A prism of refracting angle ${{60}^{\circ }}$ and refractive index 1.5 is immersed in water $\left( \mu =\dfrac{4}{3} \right)$. The angle of minimum deviation is
A. ${{8.6}^{\circ }}$
B. ${{4.2}^{\circ }}$
C. ${{30}^{\circ }}$
D. ${{4.8}^{\circ }}$

Answer 1

To solve the given problem, we must know the fact that the minimum deviation of a ray of light passing through a prism occurs when the angle of incidence is equal to the angle of emergence. We must also know that the formula for the angle of deviation. With this we can apply the Snell’s law and find the angle of minimum deviation.

Formula used:
$\delta =2i-A$
${{\mu }_{i}}\sin i={{\mu }_{r}}\sin r$

Complete step by step answer:
When a light ray passes through a prism, it gets deviated. The angle of deviation is given as $\delta =i+e-A$,
where ‘i’ is angle of incidence, ‘e’ is angle of emergence and A is the refracting angle of the prism.
When a light ray passes through a prism, the minimum deviation occurs if the angle of incidence is equal to the angle of emergence.
Angle of emergence is the angle that the emergent ray (light ray coming out of the prism) makes with the normal at the interface of the prism and the outer medium.
Let the.
Therefore, minimum deviation will occur when $i=e$. This is depicted in the figure given below.

(self made)
This means that the minimum deviation is equal to $\delta =2i-A$ …. (i).
From the figure we get that $A=2r$.
And it is given that $A={{60}^{\circ }}$.
$\Rightarrow r=\dfrac{A}{2}=\dfrac{60}{2}={{30}^{\circ }}$
Now apply Snell’s law at the first interface. According to Snell’s law, ${{\mu }_{i}}\sin i={{\mu }_{r}}\sin r$ …..(ii),
where i, r are the angles of incidence and refraction, ${{\mu }_{i}}$ is the refractive index of the medium from which the light is incident and ${{\mu }_{r}}$ is the refractive index of the medium in which the light ray enters after refraction.
For the refraction at the first interface, ${{\mu }_{i}}=\dfrac{4}{3}$ and ${{\mu }_{r}}=1.5$.
Substitute the values of r, ${{\mu }_{i}}$ and ${{\mu }_{r}}$ in (ii).
$\Rightarrow \dfrac{4}{3}\sin i=(1.5)\sin ({{30}^{\circ }})$
$\Rightarrow \dfrac{4}{3}\sin i=(1.5)(0.5)$
$\Rightarrow \sin i=\dfrac{9}{16}$
$\Rightarrow i={{\sin }^{-1}}\left( \dfrac{9}{16} \right)={{34.3}^{\circ }}$.
Now, substitute the value of i and A in (i).
$\Rightarrow \delta =2({{34.3}^{\circ }})-{{60}^{\circ }}={{8.6}^{\circ }}$.
This means that the minimum deviation for the given prism is ${{8.6}^{\circ }}$.

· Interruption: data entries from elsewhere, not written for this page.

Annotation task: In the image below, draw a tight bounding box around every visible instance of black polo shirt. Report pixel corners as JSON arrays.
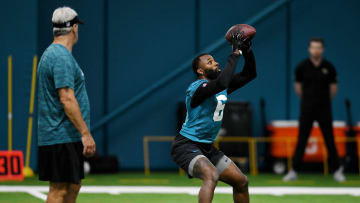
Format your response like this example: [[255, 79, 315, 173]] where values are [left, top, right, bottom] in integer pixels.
[[295, 59, 337, 104]]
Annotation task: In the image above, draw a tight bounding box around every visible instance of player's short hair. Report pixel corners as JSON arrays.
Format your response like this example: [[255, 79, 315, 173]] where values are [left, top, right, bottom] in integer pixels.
[[51, 7, 78, 37], [309, 37, 325, 47], [192, 53, 209, 77]]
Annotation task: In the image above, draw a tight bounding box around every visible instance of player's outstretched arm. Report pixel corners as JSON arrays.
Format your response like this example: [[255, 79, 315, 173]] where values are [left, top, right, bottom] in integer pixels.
[[190, 53, 239, 108], [227, 50, 257, 94]]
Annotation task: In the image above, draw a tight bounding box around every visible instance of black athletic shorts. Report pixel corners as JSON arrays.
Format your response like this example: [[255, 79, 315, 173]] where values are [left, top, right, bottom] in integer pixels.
[[38, 142, 84, 184], [171, 135, 231, 178]]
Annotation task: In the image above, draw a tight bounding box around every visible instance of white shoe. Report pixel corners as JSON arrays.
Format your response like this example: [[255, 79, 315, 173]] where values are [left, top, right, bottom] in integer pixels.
[[334, 166, 346, 183], [283, 169, 297, 182]]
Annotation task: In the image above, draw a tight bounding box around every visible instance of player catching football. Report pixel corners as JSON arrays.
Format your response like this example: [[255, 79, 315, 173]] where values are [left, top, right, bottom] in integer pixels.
[[171, 25, 256, 203]]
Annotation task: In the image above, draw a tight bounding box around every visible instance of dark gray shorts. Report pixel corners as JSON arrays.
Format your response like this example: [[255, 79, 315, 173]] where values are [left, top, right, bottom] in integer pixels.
[[171, 135, 231, 178], [38, 142, 84, 184]]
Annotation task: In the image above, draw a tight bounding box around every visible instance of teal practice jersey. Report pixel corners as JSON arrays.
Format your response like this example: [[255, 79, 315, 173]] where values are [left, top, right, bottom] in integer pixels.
[[180, 79, 227, 143]]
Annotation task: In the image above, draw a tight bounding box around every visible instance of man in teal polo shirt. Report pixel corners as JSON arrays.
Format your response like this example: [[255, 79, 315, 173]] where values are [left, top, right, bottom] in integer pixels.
[[37, 7, 95, 202]]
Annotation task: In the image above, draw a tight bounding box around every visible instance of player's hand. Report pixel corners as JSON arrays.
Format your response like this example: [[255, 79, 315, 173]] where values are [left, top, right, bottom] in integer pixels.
[[231, 32, 251, 55], [81, 133, 96, 157]]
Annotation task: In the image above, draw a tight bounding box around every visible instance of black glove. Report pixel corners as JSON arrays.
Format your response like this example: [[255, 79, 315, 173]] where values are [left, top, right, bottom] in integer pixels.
[[231, 32, 251, 53]]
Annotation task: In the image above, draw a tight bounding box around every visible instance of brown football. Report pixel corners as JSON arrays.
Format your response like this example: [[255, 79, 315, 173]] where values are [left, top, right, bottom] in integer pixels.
[[225, 24, 256, 43]]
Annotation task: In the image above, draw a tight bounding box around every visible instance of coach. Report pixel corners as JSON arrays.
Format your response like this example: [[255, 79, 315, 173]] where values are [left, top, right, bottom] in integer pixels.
[[37, 7, 95, 202], [283, 38, 345, 182]]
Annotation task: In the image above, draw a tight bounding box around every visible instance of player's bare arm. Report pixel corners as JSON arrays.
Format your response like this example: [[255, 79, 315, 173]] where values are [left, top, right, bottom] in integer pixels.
[[191, 34, 251, 108], [58, 88, 96, 157]]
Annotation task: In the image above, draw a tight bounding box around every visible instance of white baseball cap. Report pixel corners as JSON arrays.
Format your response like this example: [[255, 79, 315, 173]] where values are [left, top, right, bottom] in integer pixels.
[[52, 7, 84, 28]]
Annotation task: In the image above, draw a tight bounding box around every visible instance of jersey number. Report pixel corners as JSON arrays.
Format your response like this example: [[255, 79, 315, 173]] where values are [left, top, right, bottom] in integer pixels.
[[213, 95, 227, 121]]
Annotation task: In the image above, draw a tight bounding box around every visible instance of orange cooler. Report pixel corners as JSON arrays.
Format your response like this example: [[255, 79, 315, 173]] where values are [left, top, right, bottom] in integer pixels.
[[268, 121, 348, 162]]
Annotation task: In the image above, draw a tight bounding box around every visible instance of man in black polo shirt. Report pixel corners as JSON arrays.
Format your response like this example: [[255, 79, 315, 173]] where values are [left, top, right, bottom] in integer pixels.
[[283, 38, 345, 182]]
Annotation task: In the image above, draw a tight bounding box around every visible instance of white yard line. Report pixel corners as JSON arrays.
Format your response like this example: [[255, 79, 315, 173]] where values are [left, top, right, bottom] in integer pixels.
[[27, 190, 47, 201], [0, 185, 360, 200]]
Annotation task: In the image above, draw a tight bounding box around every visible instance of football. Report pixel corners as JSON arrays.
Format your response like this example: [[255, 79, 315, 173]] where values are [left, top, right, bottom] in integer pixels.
[[225, 24, 256, 43]]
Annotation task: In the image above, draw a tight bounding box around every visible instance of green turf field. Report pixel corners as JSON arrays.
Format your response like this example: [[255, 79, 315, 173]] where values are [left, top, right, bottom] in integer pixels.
[[0, 173, 360, 203]]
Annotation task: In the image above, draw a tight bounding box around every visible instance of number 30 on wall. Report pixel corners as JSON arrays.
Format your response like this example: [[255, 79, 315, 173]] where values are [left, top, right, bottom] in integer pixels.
[[0, 151, 24, 181]]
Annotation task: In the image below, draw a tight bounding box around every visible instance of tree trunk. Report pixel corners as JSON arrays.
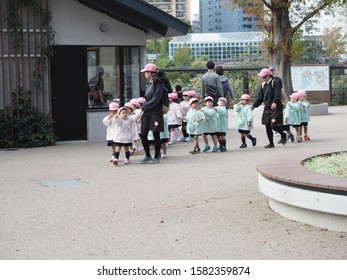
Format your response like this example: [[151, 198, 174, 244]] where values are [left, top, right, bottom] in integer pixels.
[[270, 0, 293, 94]]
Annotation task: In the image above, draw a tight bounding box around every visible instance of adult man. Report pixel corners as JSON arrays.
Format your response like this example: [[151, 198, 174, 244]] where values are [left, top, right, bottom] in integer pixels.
[[252, 68, 287, 148], [202, 61, 223, 106]]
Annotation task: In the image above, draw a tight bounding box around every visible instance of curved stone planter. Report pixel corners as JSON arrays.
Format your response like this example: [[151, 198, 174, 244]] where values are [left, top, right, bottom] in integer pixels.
[[257, 150, 347, 232]]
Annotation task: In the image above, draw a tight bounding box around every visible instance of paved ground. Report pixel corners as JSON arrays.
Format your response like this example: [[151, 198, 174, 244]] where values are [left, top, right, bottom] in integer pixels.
[[0, 107, 347, 260]]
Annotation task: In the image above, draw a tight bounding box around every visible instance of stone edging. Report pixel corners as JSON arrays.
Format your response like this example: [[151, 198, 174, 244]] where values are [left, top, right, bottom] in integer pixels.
[[256, 149, 347, 232]]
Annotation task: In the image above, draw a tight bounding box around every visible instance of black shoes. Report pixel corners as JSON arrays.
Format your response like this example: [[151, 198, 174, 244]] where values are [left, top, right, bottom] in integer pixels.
[[264, 144, 275, 149]]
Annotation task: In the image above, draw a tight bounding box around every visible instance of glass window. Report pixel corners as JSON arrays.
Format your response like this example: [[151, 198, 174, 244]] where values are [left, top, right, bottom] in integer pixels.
[[87, 47, 140, 108], [87, 47, 120, 108]]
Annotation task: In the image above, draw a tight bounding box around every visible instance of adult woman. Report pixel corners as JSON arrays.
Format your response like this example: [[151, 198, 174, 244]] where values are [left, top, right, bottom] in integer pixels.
[[141, 63, 168, 164]]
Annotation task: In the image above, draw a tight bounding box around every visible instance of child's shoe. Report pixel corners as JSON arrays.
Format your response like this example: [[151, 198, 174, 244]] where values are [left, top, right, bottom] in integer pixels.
[[150, 158, 160, 164], [252, 137, 257, 147], [212, 146, 219, 153], [202, 145, 211, 153], [140, 157, 152, 164]]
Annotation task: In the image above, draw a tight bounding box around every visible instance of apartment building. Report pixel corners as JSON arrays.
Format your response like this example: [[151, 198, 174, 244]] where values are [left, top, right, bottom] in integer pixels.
[[145, 0, 190, 22]]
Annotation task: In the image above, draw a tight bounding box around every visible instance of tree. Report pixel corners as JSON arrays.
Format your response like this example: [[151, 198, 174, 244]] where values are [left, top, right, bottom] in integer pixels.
[[231, 0, 347, 92], [322, 27, 347, 63]]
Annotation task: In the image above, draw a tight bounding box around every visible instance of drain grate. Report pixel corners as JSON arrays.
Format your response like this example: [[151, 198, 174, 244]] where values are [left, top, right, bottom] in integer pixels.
[[40, 180, 88, 187]]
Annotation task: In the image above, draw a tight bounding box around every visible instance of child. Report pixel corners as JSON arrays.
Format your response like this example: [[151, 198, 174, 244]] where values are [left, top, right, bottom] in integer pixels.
[[102, 102, 119, 162], [167, 92, 182, 145], [216, 97, 228, 152], [298, 89, 311, 141], [235, 94, 257, 148], [130, 98, 141, 154], [284, 92, 302, 143], [185, 97, 205, 155], [180, 91, 192, 142], [202, 96, 219, 153], [148, 114, 170, 158], [113, 107, 142, 165]]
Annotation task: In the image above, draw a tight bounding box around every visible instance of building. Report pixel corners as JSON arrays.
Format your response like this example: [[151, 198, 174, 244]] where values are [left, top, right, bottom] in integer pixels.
[[199, 0, 259, 33], [0, 0, 189, 141], [145, 0, 190, 22], [169, 32, 263, 61]]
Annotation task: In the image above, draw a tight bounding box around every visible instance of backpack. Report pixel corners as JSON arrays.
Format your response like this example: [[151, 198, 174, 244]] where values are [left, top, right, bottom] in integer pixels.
[[261, 78, 289, 106], [222, 80, 228, 94]]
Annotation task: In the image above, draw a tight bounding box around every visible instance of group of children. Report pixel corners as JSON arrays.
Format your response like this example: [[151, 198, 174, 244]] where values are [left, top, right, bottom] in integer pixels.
[[103, 87, 310, 165]]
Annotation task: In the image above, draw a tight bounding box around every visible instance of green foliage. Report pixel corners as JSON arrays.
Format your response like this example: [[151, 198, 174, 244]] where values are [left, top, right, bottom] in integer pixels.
[[303, 152, 347, 178], [0, 88, 57, 148]]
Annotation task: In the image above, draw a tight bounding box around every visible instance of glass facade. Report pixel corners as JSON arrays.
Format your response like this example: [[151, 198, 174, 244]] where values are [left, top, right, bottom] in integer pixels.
[[169, 32, 262, 61]]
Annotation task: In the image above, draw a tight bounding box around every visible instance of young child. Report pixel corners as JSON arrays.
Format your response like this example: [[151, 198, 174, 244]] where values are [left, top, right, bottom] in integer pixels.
[[102, 102, 119, 162], [167, 92, 182, 145], [216, 97, 228, 152], [148, 114, 170, 158], [113, 107, 142, 165], [298, 89, 311, 141], [284, 92, 302, 143], [130, 98, 141, 154], [180, 91, 192, 142], [201, 96, 219, 153], [235, 94, 257, 148], [185, 97, 205, 155]]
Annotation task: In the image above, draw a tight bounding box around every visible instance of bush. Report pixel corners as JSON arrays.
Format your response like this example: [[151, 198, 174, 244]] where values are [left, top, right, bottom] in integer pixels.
[[0, 88, 57, 148]]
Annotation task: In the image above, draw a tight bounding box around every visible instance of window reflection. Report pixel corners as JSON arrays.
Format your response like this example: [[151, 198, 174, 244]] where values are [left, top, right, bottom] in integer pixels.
[[87, 47, 140, 108]]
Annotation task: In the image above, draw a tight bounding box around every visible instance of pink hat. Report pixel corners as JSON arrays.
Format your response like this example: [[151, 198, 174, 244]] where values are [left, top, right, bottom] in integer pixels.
[[124, 102, 134, 110], [297, 89, 307, 96], [188, 90, 197, 97], [141, 63, 158, 73], [240, 94, 251, 100], [205, 96, 213, 102], [130, 98, 141, 107], [170, 92, 178, 99], [137, 97, 146, 104], [289, 92, 301, 99], [258, 68, 271, 78], [218, 97, 228, 103], [189, 97, 199, 105], [108, 102, 119, 111], [118, 107, 128, 114]]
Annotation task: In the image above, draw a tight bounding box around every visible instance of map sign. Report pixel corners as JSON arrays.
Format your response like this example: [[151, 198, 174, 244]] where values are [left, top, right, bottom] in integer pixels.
[[291, 66, 330, 91]]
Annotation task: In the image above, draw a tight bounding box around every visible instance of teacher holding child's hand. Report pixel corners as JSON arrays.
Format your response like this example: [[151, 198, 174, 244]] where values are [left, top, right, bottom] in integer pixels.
[[140, 63, 168, 164]]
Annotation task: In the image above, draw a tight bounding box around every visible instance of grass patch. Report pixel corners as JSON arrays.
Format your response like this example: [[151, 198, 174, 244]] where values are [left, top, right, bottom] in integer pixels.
[[303, 152, 347, 178]]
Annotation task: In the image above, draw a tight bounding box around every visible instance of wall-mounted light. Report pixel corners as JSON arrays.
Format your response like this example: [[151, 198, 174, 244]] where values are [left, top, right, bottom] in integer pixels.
[[99, 23, 108, 32]]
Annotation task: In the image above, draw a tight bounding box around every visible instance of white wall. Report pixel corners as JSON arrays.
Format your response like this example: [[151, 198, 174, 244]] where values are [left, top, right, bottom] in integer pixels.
[[49, 0, 146, 46]]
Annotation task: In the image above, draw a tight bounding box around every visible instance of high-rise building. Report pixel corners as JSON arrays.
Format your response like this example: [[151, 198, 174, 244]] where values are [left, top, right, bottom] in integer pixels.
[[145, 0, 190, 22], [199, 0, 259, 33]]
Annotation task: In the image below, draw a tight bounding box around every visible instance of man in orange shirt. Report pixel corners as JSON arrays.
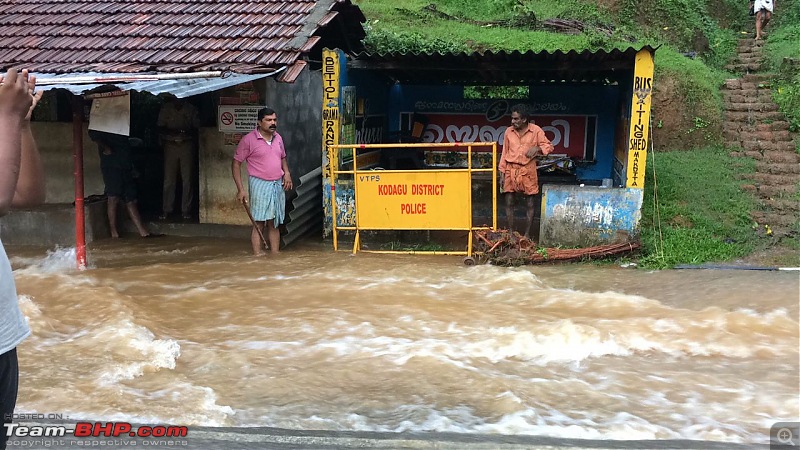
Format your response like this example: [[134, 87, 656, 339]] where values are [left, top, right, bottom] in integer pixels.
[[499, 105, 553, 237]]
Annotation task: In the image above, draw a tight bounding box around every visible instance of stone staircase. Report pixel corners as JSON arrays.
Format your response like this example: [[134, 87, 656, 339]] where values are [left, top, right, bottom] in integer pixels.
[[722, 39, 800, 236]]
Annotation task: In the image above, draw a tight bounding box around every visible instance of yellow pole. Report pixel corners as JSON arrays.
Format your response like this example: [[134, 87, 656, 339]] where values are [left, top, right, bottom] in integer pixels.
[[492, 142, 497, 230], [328, 147, 339, 251]]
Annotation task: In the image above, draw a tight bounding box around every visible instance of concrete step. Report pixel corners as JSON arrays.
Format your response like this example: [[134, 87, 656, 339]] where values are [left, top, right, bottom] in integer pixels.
[[742, 73, 774, 84], [725, 111, 784, 121], [742, 140, 800, 154], [750, 211, 797, 230], [758, 185, 797, 198], [761, 198, 800, 212], [722, 90, 774, 103], [722, 120, 795, 133], [747, 172, 800, 186], [725, 102, 778, 112], [725, 63, 761, 72]]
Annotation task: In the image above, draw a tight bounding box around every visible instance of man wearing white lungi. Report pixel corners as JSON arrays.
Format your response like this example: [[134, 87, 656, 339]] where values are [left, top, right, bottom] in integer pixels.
[[231, 108, 292, 256], [753, 0, 775, 40]]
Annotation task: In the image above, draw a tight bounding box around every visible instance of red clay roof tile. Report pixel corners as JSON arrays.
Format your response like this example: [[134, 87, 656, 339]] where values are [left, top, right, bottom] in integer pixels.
[[0, 0, 365, 79]]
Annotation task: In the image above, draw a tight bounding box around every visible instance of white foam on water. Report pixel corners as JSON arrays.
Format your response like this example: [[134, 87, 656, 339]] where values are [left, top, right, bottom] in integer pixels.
[[86, 319, 180, 386], [274, 304, 797, 365], [11, 247, 85, 275], [58, 382, 236, 427]]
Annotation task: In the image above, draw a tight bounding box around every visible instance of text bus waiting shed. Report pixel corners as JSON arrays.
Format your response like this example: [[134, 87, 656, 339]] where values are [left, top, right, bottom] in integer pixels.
[[322, 46, 655, 246]]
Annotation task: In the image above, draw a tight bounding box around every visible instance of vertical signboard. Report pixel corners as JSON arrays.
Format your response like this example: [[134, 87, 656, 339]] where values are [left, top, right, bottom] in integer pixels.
[[322, 48, 340, 237], [626, 49, 653, 189]]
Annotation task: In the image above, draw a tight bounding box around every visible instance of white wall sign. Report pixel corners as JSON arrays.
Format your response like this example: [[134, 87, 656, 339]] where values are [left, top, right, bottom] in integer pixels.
[[217, 105, 263, 133]]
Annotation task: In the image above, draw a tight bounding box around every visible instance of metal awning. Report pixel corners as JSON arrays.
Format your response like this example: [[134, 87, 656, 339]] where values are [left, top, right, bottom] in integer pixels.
[[347, 45, 657, 85], [34, 67, 286, 98]]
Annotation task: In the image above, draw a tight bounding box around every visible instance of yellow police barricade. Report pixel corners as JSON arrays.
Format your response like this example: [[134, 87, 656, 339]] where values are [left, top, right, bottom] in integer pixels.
[[328, 142, 497, 264]]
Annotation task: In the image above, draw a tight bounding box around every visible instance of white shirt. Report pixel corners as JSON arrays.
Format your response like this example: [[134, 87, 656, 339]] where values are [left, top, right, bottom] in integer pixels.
[[0, 242, 31, 355]]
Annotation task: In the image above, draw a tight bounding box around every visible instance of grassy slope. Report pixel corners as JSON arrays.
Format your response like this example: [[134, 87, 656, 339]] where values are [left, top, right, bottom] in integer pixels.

So, the correct answer is “Option A”.

Note:
The above solution is the procedure to find the minimum deviation of a ray of light when it passes through a medium.
Other than this procedure, you can directly use the formula given below to find the minimum deviation.
i.e. $\mu =\dfrac{\sin \left( \dfrac{A+{{\delta }_{min}}}{2} \right)}{\sin \left( \dfrac{A}{2} \right)}$ .
Here, $\mu$ is the refractive index of the prism with respect to the surrounding medium (in this case, it is water).